We have the diametrically opposite alternatives: either to refuse God--the very essence of sin--or to become sons of God. Because we are made in the likeness of God we naturally desire the divine perfection which is in our Father. And when we follow Him we are not submitting to the dictates of some extraneous power: we are merely obeying our own impulse to assimilate His perfection. "Be ye therefore perfect, even as Your Father which is in Heaven is perfect " (St. Matthew 5:48).
Our Father which art in heaven, Hallowed be thy Name Thou has given me to perceive Thy Holiness, and I would fain be holy in Thee. Thy Kingdom come May Thy glorious life enter into me and become mine. Thy will be done in the earth of my created being, as it is in heaven, in Thee Thyself, from all eternity. Give us this day our daily bread. The true bread which comes down from heaven, and gives life unto the world (St. John 6:32-33). And forgive us our trespasses, As we forgive them that trespass against us. By Thy Holy Spirit grant me so as to forgive others that nothing may prevent me from receiving Thy forgiveness. Lead us not into temptation Thou knowest my perverseness; that I am ever ready to transgress. Send Thine Angel to stand in the way for an adversary against me when I would sin (cf. Num. 22:22). But deliver us from the evil one Deliver me from the power of the mortal enemy (Satan), the adversary of man and God.
At first we pray for ourselves; but when God by the Holy Spirit gives us understanding our prayer assumes cosmic proportions. Then, when we pray "Our Father" we think of all mankind, and solicit fullness of grace for all as for ourselves. Hallowed be Thy Name among all people. Thy Kingdom come for all peoples that Thy Divine life may become their life. Thy Will be done: Thy Will alone unites all in the love of Thee. Deliver us from the evil one--from "the murderer" (St. John 8:44) who, far and wide, sows enmity and death. (According to our Christian interpretation evil--like good--only where there is personal form of being. Without this personal form there would be no evil--only determined natural processes).
The problem of evil in the world generally and in mankind particularly poses the question of God's participation in the historical life of the human race. Many lose their faith because it seems that, if God existed, evil could not be so rampant and there could not be such widespread senseless suffering. They forget that God cares for man's freedom, which is root principle of His creation in the Divine Image. For the Creator to interfere when man inclines to evil would be tantamount to depriving him of the possibility of self-determination and would destroy him altogether. But God can and does save individuals and nations if they tread the road He designates.

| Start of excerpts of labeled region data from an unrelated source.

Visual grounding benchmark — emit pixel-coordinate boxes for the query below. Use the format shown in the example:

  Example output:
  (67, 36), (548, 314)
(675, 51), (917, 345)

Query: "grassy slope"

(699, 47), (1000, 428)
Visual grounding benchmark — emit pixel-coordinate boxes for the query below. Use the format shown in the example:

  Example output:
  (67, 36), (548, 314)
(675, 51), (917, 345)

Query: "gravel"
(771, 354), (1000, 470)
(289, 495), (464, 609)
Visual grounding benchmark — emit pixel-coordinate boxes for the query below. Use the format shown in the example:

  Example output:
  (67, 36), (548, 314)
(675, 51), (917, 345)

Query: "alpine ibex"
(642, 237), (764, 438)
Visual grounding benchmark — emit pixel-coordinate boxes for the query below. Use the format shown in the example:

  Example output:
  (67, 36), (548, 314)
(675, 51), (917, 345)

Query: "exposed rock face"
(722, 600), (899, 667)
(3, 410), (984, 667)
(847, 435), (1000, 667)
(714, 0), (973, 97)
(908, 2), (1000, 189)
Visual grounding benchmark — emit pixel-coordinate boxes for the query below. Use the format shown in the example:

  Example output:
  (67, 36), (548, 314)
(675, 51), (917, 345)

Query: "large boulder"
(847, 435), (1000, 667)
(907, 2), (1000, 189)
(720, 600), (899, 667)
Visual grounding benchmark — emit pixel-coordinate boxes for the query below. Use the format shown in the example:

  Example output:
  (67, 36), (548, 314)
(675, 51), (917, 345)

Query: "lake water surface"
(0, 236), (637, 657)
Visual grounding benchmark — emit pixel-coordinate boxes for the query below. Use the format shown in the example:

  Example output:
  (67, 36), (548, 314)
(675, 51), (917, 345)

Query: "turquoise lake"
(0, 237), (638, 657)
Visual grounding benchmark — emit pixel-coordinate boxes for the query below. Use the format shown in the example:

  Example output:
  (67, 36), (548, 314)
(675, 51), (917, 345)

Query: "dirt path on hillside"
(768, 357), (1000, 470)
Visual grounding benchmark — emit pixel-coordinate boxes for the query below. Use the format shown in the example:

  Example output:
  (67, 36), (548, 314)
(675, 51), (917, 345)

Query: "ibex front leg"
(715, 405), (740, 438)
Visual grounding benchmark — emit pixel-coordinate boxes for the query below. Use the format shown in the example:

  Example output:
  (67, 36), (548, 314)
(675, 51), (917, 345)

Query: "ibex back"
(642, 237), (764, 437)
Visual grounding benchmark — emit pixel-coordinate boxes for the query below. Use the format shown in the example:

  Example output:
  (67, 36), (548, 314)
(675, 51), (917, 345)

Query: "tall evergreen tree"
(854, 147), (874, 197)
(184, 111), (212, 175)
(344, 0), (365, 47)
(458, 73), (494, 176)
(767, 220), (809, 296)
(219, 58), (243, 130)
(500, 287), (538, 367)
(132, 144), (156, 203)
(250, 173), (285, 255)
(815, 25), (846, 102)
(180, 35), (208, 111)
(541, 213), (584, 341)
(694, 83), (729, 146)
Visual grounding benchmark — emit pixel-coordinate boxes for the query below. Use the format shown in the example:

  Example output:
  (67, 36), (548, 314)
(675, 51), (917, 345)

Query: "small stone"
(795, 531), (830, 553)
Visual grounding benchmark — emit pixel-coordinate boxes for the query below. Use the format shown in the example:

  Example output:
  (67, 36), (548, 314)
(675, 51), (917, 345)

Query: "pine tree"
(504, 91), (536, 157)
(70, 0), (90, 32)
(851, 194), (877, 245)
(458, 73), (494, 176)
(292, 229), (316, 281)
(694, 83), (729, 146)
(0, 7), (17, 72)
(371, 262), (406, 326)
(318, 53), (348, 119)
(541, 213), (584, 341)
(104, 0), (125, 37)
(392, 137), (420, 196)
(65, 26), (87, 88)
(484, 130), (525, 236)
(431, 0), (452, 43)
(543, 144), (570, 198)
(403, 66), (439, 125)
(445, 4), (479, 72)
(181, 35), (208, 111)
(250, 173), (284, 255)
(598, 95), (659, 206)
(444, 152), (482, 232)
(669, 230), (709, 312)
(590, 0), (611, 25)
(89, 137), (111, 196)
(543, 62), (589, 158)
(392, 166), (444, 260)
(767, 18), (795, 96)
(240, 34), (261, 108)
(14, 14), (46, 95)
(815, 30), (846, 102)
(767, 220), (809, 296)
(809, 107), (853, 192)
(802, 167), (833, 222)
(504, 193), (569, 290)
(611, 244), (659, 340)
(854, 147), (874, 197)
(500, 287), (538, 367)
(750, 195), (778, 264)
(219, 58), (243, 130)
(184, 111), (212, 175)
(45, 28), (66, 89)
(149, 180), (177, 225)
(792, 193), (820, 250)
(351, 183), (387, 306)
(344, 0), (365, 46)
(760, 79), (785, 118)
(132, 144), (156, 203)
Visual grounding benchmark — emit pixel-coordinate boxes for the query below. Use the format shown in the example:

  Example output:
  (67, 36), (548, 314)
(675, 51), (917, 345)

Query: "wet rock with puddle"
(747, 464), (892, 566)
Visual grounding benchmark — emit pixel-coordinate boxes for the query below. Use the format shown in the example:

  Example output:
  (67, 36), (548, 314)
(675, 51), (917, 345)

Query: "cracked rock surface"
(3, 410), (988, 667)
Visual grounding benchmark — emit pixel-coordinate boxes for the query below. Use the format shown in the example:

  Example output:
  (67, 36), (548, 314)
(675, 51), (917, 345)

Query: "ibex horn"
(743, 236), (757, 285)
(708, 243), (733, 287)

With sincere agape in His Holy Diakonia,
The sinner and unworthy servant of God
P.S. As some of you know I was not in town for almost an entire week due to my participation at the Metropolis of Chicago Clergy-Laity Congress in Nebraska. At this congress we all witnessed a miracle that took place in front of our eyes: The storm and tornadoes that threatened us at the time when we were conducting the Paraklesis holy service to our Theotokos. The storm stopped outside the city (Sioux City, Nebraska) where we were it, broke up in to two sections, went around the city and reformed north of the city and continued its destructive path. Our Panagia and Theotokos prevented the storm from destroying the city and us with it. Glory be to God!